30/3-09 19.50 : Maya Northen
A Little Bit of Mist...
Victoria Falls was not a stop originally on our itinerary, but upon learning that it was our best option for reaching Chobe, we decided it was the perfect opportunity to add in an overnight and see the falls. I have been to Niagara quite a few times and visited Iguazu several years back, so was interested in seeing how Victoria Falls compared. We also enjoyed the chance to help tourism in Zimbabwe, given the economic trouble which the country is currently undergoing.

We arrived at the Victoria Falls hotel to find a historic landmark which retains almost all of its original design. From the restaurant veranda, we could see the mist of the falls and the bridge that links Zimbabwe and Zambia (we did not cross, as we would need a visa to enter Zambia). Eager to explore the area as much as possible, we had a booked a tour of the falls for that afternoon and a sunrise elephant back safari - pick up at 6:20 AM actually seemed like sleeping in compared to our 5:30 wake up call in Chobe.
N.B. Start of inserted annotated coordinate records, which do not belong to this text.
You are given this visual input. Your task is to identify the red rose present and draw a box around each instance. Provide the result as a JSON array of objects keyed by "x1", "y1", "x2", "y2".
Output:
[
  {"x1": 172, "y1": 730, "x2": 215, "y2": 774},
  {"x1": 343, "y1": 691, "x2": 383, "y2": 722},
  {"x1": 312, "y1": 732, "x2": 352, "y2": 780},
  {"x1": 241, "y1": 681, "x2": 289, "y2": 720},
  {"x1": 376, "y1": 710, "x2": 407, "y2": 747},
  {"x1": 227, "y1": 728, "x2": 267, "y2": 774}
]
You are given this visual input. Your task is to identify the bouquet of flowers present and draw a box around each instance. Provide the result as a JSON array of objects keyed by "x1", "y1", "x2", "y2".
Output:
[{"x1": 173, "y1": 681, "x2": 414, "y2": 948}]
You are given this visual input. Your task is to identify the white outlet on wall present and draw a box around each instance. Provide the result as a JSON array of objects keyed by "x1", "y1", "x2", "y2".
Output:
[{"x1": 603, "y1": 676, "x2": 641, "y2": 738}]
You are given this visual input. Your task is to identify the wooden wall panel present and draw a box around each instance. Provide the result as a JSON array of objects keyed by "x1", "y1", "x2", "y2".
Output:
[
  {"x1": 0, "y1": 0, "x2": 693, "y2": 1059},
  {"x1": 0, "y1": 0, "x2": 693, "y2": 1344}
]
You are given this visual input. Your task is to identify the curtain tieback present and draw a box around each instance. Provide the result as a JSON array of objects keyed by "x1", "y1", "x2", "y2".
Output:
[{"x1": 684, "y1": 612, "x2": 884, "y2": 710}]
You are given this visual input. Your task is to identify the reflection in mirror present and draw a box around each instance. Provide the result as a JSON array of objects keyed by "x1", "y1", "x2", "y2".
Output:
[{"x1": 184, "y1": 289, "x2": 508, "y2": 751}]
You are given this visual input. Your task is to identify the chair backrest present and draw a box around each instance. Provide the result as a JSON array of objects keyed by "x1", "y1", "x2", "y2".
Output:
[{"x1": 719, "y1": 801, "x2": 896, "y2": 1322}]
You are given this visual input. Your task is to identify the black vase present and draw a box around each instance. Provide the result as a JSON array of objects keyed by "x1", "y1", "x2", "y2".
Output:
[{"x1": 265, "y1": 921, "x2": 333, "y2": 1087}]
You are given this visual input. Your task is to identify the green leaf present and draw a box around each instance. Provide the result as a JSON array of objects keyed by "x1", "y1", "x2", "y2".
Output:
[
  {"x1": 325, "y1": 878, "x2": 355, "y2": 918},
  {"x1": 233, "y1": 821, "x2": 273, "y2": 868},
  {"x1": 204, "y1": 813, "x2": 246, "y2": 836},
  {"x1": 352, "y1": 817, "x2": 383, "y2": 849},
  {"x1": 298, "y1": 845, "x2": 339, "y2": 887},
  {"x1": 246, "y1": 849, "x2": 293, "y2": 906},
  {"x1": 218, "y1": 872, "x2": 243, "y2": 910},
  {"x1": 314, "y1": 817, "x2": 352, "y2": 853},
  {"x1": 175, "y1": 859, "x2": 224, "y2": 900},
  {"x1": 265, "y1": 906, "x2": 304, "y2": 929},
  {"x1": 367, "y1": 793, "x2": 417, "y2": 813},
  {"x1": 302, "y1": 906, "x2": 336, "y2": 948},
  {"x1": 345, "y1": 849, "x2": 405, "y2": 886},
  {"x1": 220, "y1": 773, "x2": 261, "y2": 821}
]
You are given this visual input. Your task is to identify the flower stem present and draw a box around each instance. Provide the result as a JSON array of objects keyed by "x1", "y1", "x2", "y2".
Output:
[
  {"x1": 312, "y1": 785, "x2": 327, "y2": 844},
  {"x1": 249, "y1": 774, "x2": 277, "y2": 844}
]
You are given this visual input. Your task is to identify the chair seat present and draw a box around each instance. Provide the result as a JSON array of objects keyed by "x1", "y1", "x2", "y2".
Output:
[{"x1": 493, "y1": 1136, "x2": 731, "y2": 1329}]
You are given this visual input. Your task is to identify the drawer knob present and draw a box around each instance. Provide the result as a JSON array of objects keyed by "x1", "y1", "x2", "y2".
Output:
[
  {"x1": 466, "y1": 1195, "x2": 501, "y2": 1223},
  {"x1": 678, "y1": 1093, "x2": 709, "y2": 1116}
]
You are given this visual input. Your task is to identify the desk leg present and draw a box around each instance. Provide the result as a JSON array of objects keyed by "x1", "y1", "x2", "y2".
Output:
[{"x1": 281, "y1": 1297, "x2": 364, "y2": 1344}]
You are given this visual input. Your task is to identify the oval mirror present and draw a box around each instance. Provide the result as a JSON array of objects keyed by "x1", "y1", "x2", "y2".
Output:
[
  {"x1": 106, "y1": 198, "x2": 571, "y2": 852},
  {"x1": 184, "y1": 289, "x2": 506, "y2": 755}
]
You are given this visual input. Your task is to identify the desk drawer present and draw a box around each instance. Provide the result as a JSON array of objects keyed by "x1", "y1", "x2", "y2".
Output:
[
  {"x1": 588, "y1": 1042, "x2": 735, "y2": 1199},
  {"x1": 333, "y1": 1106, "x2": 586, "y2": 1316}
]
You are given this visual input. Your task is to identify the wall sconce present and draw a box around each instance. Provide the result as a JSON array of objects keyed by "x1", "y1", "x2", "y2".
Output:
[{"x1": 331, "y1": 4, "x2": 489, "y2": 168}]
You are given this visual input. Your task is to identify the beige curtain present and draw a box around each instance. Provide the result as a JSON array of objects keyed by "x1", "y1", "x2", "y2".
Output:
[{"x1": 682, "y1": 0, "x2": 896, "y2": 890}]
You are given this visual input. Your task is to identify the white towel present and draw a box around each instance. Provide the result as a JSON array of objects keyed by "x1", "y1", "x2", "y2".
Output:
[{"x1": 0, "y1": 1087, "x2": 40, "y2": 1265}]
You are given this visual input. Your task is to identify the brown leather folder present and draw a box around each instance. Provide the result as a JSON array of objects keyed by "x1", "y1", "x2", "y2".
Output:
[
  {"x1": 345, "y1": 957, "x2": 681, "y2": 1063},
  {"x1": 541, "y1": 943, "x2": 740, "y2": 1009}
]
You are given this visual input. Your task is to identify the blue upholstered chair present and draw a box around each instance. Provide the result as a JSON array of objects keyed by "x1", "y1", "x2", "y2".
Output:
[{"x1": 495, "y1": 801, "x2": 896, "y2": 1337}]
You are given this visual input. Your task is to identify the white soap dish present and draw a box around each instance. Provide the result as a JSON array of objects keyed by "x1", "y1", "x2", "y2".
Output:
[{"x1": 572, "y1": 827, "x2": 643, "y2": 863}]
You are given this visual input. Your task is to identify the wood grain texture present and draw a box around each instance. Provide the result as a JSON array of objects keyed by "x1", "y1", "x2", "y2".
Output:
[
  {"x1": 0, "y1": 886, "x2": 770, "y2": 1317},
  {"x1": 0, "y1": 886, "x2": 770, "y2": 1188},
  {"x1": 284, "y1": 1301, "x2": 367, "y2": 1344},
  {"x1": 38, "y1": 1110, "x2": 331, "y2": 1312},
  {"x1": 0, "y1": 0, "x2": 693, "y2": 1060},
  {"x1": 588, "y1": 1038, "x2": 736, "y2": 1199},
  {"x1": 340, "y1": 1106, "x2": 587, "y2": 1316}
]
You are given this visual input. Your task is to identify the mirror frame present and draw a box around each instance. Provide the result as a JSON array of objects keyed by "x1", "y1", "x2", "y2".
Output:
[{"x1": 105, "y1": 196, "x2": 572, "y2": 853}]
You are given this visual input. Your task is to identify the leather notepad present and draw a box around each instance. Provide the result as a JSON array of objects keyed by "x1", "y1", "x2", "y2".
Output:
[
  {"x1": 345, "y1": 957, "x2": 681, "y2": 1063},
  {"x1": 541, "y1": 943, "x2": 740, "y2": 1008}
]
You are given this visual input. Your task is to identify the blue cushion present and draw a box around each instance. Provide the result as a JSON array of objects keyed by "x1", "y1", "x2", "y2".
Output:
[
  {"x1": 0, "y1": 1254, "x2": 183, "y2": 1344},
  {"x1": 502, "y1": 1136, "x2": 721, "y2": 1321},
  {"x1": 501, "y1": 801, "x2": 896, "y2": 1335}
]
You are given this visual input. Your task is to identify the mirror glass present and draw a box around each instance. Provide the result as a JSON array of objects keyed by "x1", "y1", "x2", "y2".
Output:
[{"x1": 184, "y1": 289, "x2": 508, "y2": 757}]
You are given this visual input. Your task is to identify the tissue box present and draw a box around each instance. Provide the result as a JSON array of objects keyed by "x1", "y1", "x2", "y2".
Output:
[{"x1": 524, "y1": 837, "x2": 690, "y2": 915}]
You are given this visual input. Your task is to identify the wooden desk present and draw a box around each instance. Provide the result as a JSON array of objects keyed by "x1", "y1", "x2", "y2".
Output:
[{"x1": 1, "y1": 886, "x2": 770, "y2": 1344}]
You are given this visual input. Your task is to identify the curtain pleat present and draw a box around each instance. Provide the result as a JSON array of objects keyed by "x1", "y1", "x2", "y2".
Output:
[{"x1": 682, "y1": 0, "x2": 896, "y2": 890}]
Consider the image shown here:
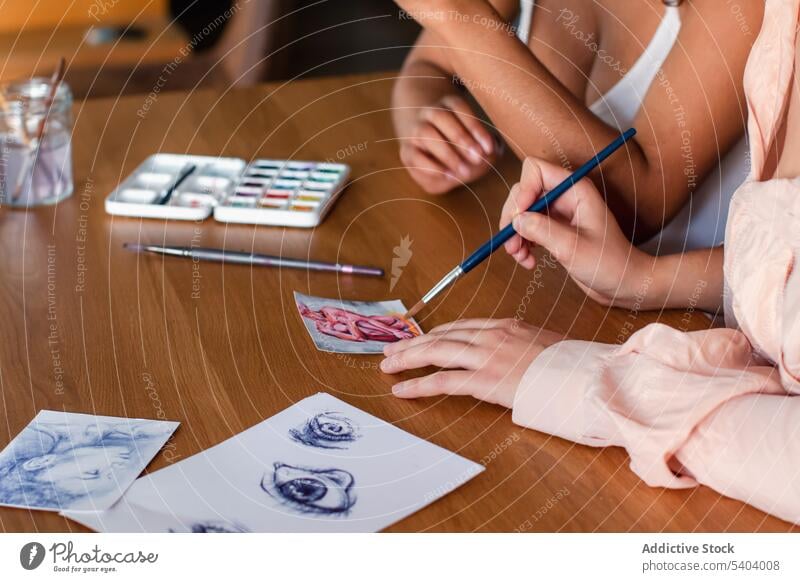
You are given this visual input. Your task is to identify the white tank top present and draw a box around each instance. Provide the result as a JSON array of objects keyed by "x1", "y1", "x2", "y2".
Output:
[{"x1": 517, "y1": 0, "x2": 749, "y2": 255}]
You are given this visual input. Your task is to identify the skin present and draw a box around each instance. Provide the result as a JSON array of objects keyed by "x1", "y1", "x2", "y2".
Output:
[
  {"x1": 393, "y1": 0, "x2": 763, "y2": 240},
  {"x1": 381, "y1": 44, "x2": 800, "y2": 408}
]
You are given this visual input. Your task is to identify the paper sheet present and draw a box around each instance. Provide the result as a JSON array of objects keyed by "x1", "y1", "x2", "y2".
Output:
[
  {"x1": 294, "y1": 291, "x2": 422, "y2": 354},
  {"x1": 65, "y1": 394, "x2": 483, "y2": 532},
  {"x1": 0, "y1": 410, "x2": 178, "y2": 511}
]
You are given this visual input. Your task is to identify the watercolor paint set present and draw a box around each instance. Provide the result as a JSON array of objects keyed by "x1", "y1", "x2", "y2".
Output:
[{"x1": 105, "y1": 154, "x2": 350, "y2": 228}]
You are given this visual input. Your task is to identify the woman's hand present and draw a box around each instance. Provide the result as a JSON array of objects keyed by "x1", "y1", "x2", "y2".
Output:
[
  {"x1": 500, "y1": 158, "x2": 664, "y2": 308},
  {"x1": 400, "y1": 95, "x2": 496, "y2": 194},
  {"x1": 381, "y1": 319, "x2": 564, "y2": 408}
]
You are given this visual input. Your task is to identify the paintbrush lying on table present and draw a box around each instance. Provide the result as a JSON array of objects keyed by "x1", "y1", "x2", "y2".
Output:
[{"x1": 405, "y1": 128, "x2": 636, "y2": 319}]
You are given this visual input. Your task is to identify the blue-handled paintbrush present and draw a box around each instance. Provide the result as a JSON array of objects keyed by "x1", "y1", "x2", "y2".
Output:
[{"x1": 406, "y1": 128, "x2": 636, "y2": 318}]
Before entering the falls, our guide offered us rain coats and umbrellas, in case we didnt want to get a little wet in the mist (keep the word “mist” in mind for later reading). We declined these, figuring that a little spray would actually feel good in the muggy 85 F weather. Upon entering the park, there was no mistaking the magnificent roar that can only belong to cascading water. The falls themselves delivered every visual image the guide books promise and more. One of the unexpected surprises was the rainbows (often double rainbows) that stretched brilliantly across the gorges almost constantly. It’s important to note that we came at just the right time of year. During the winter, or dry season, only the main falls are visible and visitors could be disappointed.

As we walked closer to the main falls, the guide encouraged us to put away our cameras, as we might start to get a bit more mist. I can honestly say, that if there was an award for understatement of the year, this was it. Without warning, the wind would blow heartily and the falls would pour across the gorge and onto innocent bystanders. By about half way through, we had not only abandoned the notion of taking pictures, but had also the idea of trying to keep any part of us, our clothing or our gear even remotely dry. We laughed our way through the experience - both at the level of water we were attracting and how completely unprepared we were for this. Despite the fact that both of my cameras suffered a casualty and that my some of our clothes were still not dry by the end of the trip five days later, I would not have missed it for anything.

The next morning, we were off to a hopefully less saturating elephant-back safari. After time to meet and pet the elephants we hopped on in pairs, other than my mom, who got to ride young Rastas solo. My boyfriend and I hopped atop Jock (who I thought was named Jacque until I saw it written) with our “driver” Josh. We meandered through the beautiful landscape, with Jock stopping at every single opportunity for a snack. While I had been on elephants at the zoo or in small elephant parks, this was completely different. We were wandering through the brush where the elephants roam during their free time and were getting the chance to really be out in the open with these animals.

Upon returning from our elephants, we freshened up (luckily for our fellow passengers on the flight to Jo’berg/Capetown) and headed off to the Victoria Falls airport - an adventure in and of itself! The rustic part of our trip was coming to an end and we were headed off to more metropolitan grounds.